Mon 23 pouces (ADC) est superbe... et le Formac 19 pouces à côté est bon aussi.

Mais le 20 pouces ?...


----------



## kidikoi (16 Août 2005)

meldon a dit:
			
		

> Pour donner un ordre d'idée, mon 19" Hyundai (pas lcd) fait 27cm de haut sur 36 de large (je parle de l'image, pas de la dalle). L'imac 20" a donc une belle surface d'affichage!!



Mon 19 lcd fait 30x37,5... voici un des intérêts des écrans plats... taille de la dalle = taille de l'image.


----------



## r e m y (16 Août 2005)

meldon a dit:
			
		

> Pour donner un ordre d'idée, mon 19" Hyundai (pas lcd) fait 27cm de haut sur 36 de large (je parle de l'image, pas de la dalle). L'imac 20" a donc une belle surface d'affichage!!

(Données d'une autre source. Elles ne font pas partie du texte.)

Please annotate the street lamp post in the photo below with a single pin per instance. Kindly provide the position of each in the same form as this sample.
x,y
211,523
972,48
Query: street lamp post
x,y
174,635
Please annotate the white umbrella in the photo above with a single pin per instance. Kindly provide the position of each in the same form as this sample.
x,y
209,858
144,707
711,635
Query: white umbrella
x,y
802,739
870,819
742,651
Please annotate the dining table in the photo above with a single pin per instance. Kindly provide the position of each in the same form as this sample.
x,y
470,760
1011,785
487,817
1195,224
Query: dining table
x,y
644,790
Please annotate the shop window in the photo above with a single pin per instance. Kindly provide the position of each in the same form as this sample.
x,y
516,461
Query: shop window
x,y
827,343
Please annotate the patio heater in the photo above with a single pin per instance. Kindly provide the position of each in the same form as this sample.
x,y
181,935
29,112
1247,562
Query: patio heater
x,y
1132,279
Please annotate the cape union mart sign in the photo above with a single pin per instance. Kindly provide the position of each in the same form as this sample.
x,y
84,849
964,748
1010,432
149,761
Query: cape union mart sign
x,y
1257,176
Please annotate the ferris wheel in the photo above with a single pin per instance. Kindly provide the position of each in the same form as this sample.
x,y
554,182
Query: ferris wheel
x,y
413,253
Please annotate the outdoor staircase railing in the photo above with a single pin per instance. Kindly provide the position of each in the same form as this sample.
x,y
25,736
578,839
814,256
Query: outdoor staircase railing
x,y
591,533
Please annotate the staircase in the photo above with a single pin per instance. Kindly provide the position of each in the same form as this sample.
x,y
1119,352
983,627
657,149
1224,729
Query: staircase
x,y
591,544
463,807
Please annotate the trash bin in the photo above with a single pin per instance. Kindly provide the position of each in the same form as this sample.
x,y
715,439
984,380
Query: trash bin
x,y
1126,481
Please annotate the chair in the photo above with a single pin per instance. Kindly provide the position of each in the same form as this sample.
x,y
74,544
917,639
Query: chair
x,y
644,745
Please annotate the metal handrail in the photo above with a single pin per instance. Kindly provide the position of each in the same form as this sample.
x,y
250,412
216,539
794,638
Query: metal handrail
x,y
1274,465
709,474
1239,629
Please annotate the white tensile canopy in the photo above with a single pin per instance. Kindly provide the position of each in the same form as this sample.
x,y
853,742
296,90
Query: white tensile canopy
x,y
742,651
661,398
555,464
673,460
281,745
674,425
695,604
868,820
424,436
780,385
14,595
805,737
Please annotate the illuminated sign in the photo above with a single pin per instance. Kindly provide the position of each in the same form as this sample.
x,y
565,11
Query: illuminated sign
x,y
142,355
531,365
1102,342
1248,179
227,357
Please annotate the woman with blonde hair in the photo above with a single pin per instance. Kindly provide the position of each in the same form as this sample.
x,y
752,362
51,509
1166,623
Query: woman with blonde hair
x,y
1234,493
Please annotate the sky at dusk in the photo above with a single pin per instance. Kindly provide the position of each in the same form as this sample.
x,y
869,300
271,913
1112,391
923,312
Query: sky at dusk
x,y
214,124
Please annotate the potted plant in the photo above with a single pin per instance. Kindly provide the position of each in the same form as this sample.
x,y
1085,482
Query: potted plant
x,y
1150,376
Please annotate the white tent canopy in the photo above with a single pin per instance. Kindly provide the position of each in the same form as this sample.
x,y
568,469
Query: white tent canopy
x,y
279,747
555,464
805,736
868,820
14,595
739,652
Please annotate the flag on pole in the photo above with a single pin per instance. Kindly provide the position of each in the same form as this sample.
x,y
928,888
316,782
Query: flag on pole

27cm x 36cm ça donne une diagonale de 45 cm soit 17,7 pouces !  Tu es sûr que ton Hyundai est bien un 20" ?

Au moins l'iMAC a une VRAIE disagonale de 20 pouces (20,15 même...) !


----------



## meldon (16 Août 2005)

r e m y a dit:
			
		

> 27cm x 36cm ça donne une diagonale de 45 cm soit 17,7 pouces !  Tu es sûr que ton Hyundai est bien un 20" ?
> 
> Au moins l'iMAC a une VRAIE disagonale de 20 pouces (20,15 même...) !



non mon Hyundaï est un 19 pouces lol Comme l'a dit kidikoi, sur un CRT, ils donnent la diagonales du tube pas la diagonale de l'image affichée. Pour avoir des carrés carrés (j'ais rien contre les rectangles mais bon...), j'ai du laisser environ 5mm de marges sur les côtés donc je perds déja un cm. Après il y a toutes la partie de tube non utilisables cachés derrière le plastique de l'habillage. Mais je ne me plains pas parce que je ne l'ai pas payé très cher malgré ses qualités (fréquence de rafraichissement et colorimétrie très correcte).

PS: et il a presque trois ans aussi, faut pas l'oublier, ça bouge le monde des écrans.


----------



## kidikoi (16 Août 2005)

meldon a dit:
			
		

> et il a presque trois ans aussi, faut pas l'oublier, ça bouge le monde des écrans.



C'est clair... j'ai vu mon iiyama mourir à petits feux après 4 belles années de service...


----------